What this does is let the token issuer know that these applications are trusted by default and no user consent is necessary. (Normally you would see a consent screen when you request a token for the very first time for a particular user/app combination but if AD admins deny users consenting to applications then AzureServiceTokenProvider simply won’t work. By adding the app ids of Visual Studio/az cli you can circumvent this consent dialog by confirming them as trusted applications for all users).

Some of these gotchas and fixes can also be found in this (and similar) github issues.

3. Locking down the target resource

When creating new service principals the default settings are:

This means any user in your tenant can navigate to your application (or request a token via the token endpoint) and will be granted access.

With big enterprises that’s usually a lot of users and if you are not using roles (and also checking in all controllers that a user has at least one role) then all employees (and possible external contractors) have full access to the application (hence one of the reason why AD admins often disable the “user can consent” option - without consent they get to safeguard against this scenarion globally).

If you are planning on using roles and want users to at least select one role each you can simply flip this switch in the service principal properties section to true:

User assignment required

Users will then be prevented from signing in unless they have been added to at least one role on the application.
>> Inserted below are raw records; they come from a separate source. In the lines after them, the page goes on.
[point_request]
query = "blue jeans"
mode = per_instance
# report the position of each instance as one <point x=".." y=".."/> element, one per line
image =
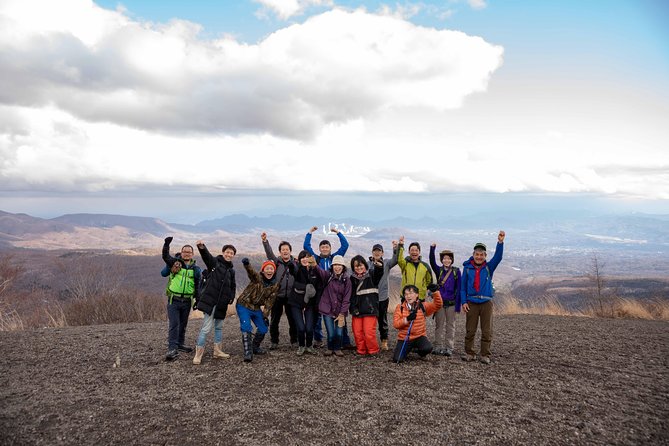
<point x="246" y="316"/>
<point x="207" y="323"/>
<point x="304" y="322"/>
<point x="177" y="315"/>
<point x="335" y="333"/>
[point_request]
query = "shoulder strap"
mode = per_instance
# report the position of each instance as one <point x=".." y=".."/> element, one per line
<point x="446" y="276"/>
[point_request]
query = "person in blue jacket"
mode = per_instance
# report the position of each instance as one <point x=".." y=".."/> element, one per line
<point x="324" y="260"/>
<point x="476" y="292"/>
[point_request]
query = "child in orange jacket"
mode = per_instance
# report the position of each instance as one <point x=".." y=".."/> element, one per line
<point x="412" y="312"/>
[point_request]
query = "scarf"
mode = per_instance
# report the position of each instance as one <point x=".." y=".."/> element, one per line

If you have built a separate permission system and don’t rely on Azure AD to block users then this obviously doesn’t apply to you but otherwise these settings should not be left as the default!

On-behalf-of authentication

The final mechanism I want to focus on is the on-behalf-of authentication.

It basically allows you to build an application that has no access permissions by itself and in turn relies on user permissions.

As an example one could build a custom version of the azure portal (with a reduced featureset) for a support team:

The support team would be able to perform simply tasks (look at logs, restart app services when issues are found) but generally aren’t allowed to create or delete azure resources.

Of course one could also train them to use the azure portal (although they’d have to ignore 99% of features) but for this scenario let’s assume it is a better trade-off to build a simple portal.

To build this portal you can make use of the on-behalf-of flow: The application backend doesn’t have access to any azure resources but instead relies on the users RBAC permissions as set in azure.

This has two advantages:

Relying on the integrated RBAC system is thus the better approach and the code involved is also straightforward:

public class OnBehalfOfAuthenticationProvider : AuthenticationProviderBase
{
    private readonly IConfidentialClientApplication _clientApplication;
    private readonly IHttpContextAccessor _httpContextAccessor;

    public OnBehalfOfAuthenticationProvider(
        IConfidentialClientApplication clientApplication,
        string[] scopes,
        IHttpContextAccessor httpContextAccessor)
        : base(scopes)
    {
        _clientApplication = clientApplication;
        _httpContextAccessor = httpContextAccessor;
    }

    protected override async Task<AuthenticationResult> GetTokenAsync()
    {
        var token = await _httpContextAccessor.HttpContext.GetTokenAsync("Bearer", "access_token");
        var userAssertion = new UserAssertion(token);

        var authenticationResult = await _clientApplication.AcquireTokenOnBehalfOf(Scopes, userAssertion).ExecuteAsync();
        return authenticationResult;
    }
}

The user needs to authenticate against your api anyway so you can simply take the token he sent and reuse it for the respective on-behalf-of request.

If the user has no permission his action is denied and the frontend needs to simply respond accordingly.


There are of course many more scenarios and features that I might describe in the future but these are the most common ones I encounter.